Politik | Genova

Tredici anni dopo il G8

Genova, un’oscura pagina della nostra storia repubblicana.

Sopra un muro del centro storico di Genova c'è scritto: “Ognuno di noi deve dare qualcosa, per fare in modo che alcuni di noi non siano costretti a dare tutto”. La dedica è a Carlo Giuliani. Sono passati tredici anni da quello storico luglio e le scuse - dichiara la sezione italiana di Amnesty International - non sono ancora arrivate. E non è l’unica cosa che manca, si attendono tuttora le misure necessarie a difesa dei diritti umani fondamentali, l’introduzione del reato di tortura, i codici identificativi sulle uniformi del personale delle forze di polizia.

“Un osservatore neanche troppo distratto potrebbe farsi l'idea che a Genova, 13 anni fa, non sia successo niente di grave. È vero il contrario, ma l'assenza di collaborazione delle istituzioni e le gravi e perduranti lacune legislative hanno impedito di rendere pienamente giustizia alle vittime delle violenze del G8”, spiega sul sito di Amnesty International Italia il presidente Antonio Marchesi. Lo scorso 5 gennaio il Tribunale di sorveglianza di Genova ha disposto gli arresti domiciliari per i tre funzionari di polizia posti al comando della scuola Diaz la notte della fatidica irruzione. Il 1° luglio è arrivata inoltre la richiesta di un risarcimento di un milione e 120.000 euro a cinque funzionari di polizia “per il danno d'immagine procurato dalla ‘vile aggressione’ a un manifestante di fronte alla Questura del capoluogo ligure”, si legge ancora sul sito di Amnesty Italia. “Si tratta di segnali importanti. Tuttavia, fino a quando le autorità italiane non predisporranno meccanismi efficaci per prevenire la tortura, l'uso eccessivo della forza e altre violazioni dei diritti umani, il rischio che possa riprodursi qualcosa di simile a quanto accaduto a Genova 13 anni fa non può dirsi scongiurato” - conclude Marchesi.

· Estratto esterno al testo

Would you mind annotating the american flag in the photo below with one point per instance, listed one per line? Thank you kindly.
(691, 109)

Nel frattempo si è sciolto il Comitato Verità e Giustizia per Genova che con la sua opera di testimonianza e il supporto - mediante campagne di raccolta fondi - ai vari processi (da quelli riguardanti le violenze alla Diaz e Bolzaneto a quelli contro i manifestanti accusati di devastazione e saccheggio) ha contribuito a tenere la vicenda al riparo dall’oblio.

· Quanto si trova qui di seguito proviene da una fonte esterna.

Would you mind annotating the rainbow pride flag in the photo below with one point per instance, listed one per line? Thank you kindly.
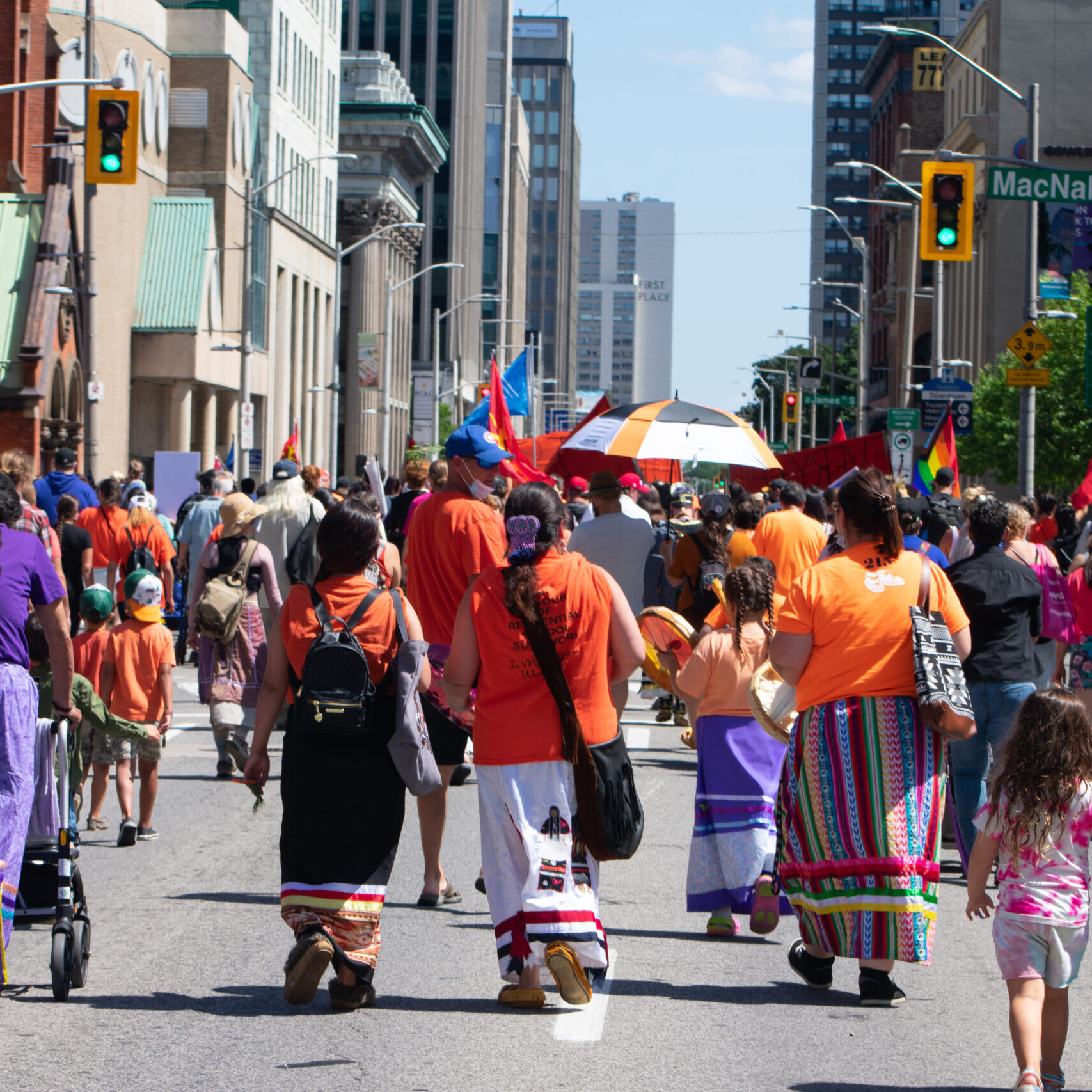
(939, 451)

Nella memoria collettiva le immagini degli scontri di Genova sono elementi retorici affilati: gli agenti in tenuta antisommossa, i fumogeni, l’odore acre dell’immondizia fuori dai cassonetti rovesciati, i black bloc, i tonfi delle spranghe, i blindati presi a sassate, i passamontagna neri, i pestaggi alla scuola Diaz e le umiliazioni di Bolzaneto (bisognava camminare fra i tutori dell’ordine intonando “Uno due tre, viva Pinochet”). Chi ci è stato ricorda come ad un tratto la legittimità politica, le ragioni della manifestazione sono scomparse dai propri avamposti ed è rimasta solo una consapevolezza stridente di fronte a uno Stato apparentemente omissivo che insiste nel voler insabbiare le responsabilità individuali ed eludere i processi di autocoscienza.